Or, if you just have a set of static values, you can use the factory method (ish, more on that later):

var names = Array("daniel", "chris", "joseph", "renee", "bethany", "grace")

It was at this point that my warning sirens began going off.  Any syntax which looks even remotely like C++ deserves extremely close scrutiny before it should be used.

The first invocation is fairly straightforward.  We’re creating a new instance of class Array parameterized on the String type.  Scala has type parameterization similar to Java generics except significantly more powerful.  In fact, Scala type parameters are really closer to lightweight templates (without the sytactical baggage) than to generics.  The Javascript-style variable declaration is actually typesafe because the compiler statically infers the type from the assignment (yet another “well, duh!” feature that Scala handles beautifully).

The second syntax is a bit more complex.  It is best understood once a bit of groundwork is laid analyzing the rest of the array syntax:

var array = new Array[String](5)
array(0) = "daniel"
array(1) = "chris"
println(array(0))

No, that’s not a typo.
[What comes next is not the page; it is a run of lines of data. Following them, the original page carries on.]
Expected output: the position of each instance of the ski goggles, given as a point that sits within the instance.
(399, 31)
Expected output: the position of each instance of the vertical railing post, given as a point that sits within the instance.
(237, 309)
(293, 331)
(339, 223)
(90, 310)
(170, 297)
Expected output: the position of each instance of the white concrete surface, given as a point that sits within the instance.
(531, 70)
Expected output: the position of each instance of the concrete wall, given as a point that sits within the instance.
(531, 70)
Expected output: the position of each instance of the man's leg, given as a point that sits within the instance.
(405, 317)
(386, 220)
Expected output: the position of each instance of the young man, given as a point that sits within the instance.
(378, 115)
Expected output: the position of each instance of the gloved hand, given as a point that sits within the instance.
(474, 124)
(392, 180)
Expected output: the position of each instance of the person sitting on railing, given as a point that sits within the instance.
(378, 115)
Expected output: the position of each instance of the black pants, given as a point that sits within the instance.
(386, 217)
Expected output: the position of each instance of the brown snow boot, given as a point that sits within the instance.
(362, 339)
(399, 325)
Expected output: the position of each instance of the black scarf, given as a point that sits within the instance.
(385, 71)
Scala uses parentheses to access array values, not the C-style square brackets which have become the standard.  By this time, the syntax was starting to look more and more like BASIC and the warning sirens had become full-blown air raid alerts.  My vision blurred, my knees got week and I desperately groped for a fresh slice of pizza.  Any language that reminds me of C++ and VB6 successively within the span of 30 seconds deserves not just scrutiny, but all-out quarantine.
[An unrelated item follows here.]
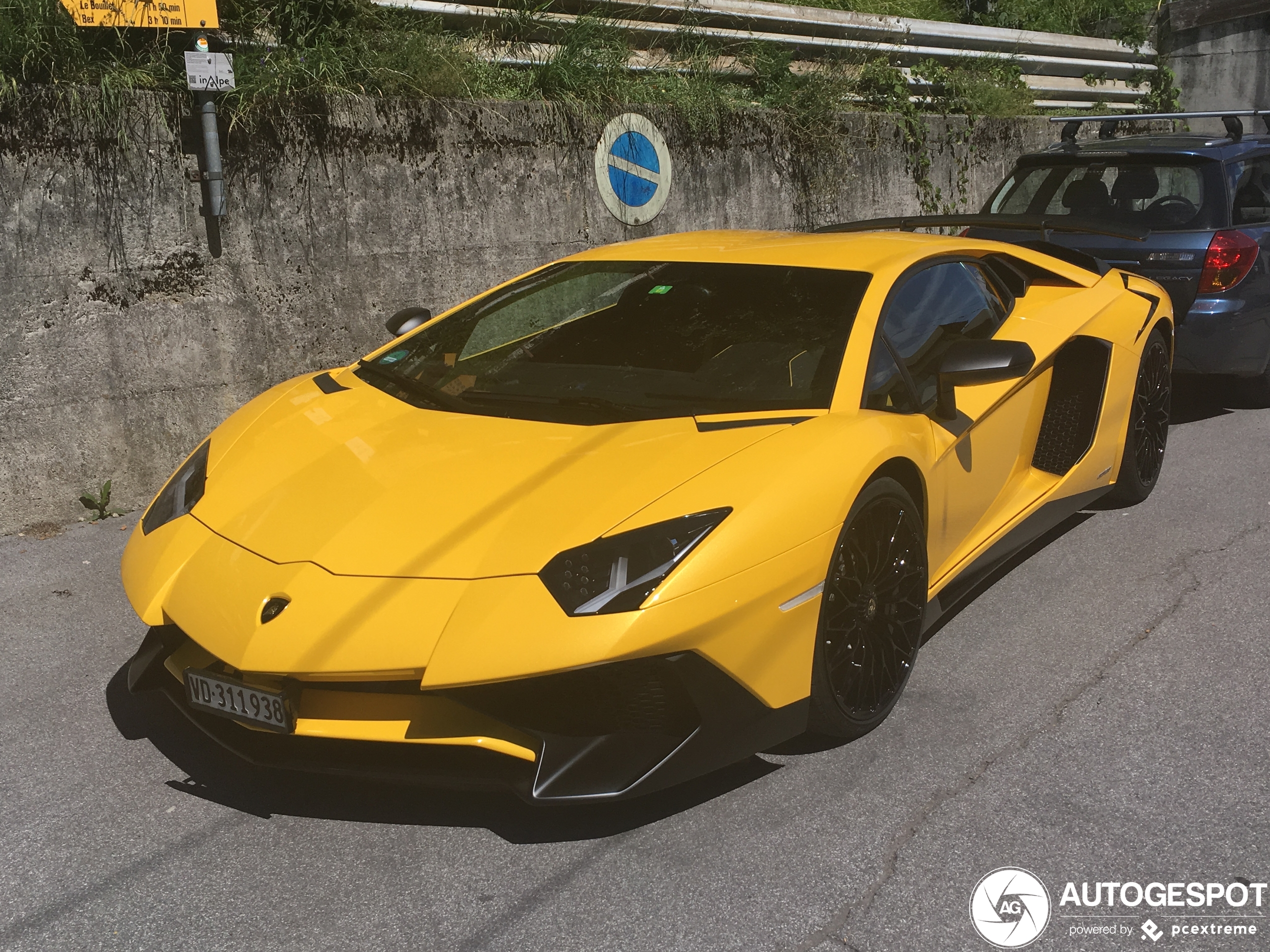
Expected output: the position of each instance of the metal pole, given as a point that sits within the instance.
(214, 178)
It turns out that somewhere in the Array class, there’s a set of declarations that look like this:

class Array[T](size:Int) {
  def apply(index:Int):T = {
    // return the value from the underlying data structure
  }
 
  def update(index:Int, value:T):Unit {
    // set the value at the corresponding index
  }
 
  // ...
}

Ouch!  Seems the other shoe just dropped.  It turns out that the apply and update methods are special magic functions enabling the array access and modification syntax.  The same code in C++ might look like this:

template <class T>
class Array {
public:
    Array(int length);
 
    T& operator()(int index);
 
private:
    // ...
};

For those of you who don’t know, there’s a reason that syntax passed into “bad practice” years ago.  In short: it’s cryptic, relies heavily on magic syntax tricks (thus is quite fragile) and by its very nature redefines an operation that is understood to be basic to the language (parentheses).  It’s the absolute worse that operator overloading has to offer.

But the fun doesn’t stop there!  Remember I said the (sort of) array factory constructor would make more sense after analyzing arrays a bit more?  You probably know where I’m going with this…

object Array {
  def apply[T](values:*T) = values
}
 
class Array[T](length:Int) {
  // ...
}

Try not to think about it too much, it’ll make your brain hurt.  Scala doesn’t really have a static scope, so any class that needs to do things statically (like factories) has to use the singleton construct (object).  Extend this concept just a bit and you can see how classes which must be both instance and static can run into some trouble.  Thus, Scala allows the definition of both the singleton and the class form of the same type.  In Java, the same concept might look like this:

public class Array<T> {
    public Array(int length) {
        // ...
    }
 
    // ...
 
    public static <V> Array<V> createInstance(V... values) {
        // ...
    }
}

Obviously the correspondence isn’t exact since Java array syntax can’t be replicated by mere mortals, but you get the gist of it.  It seems this is one time when Scala syntax isn’t more concise or more intuitive than Java.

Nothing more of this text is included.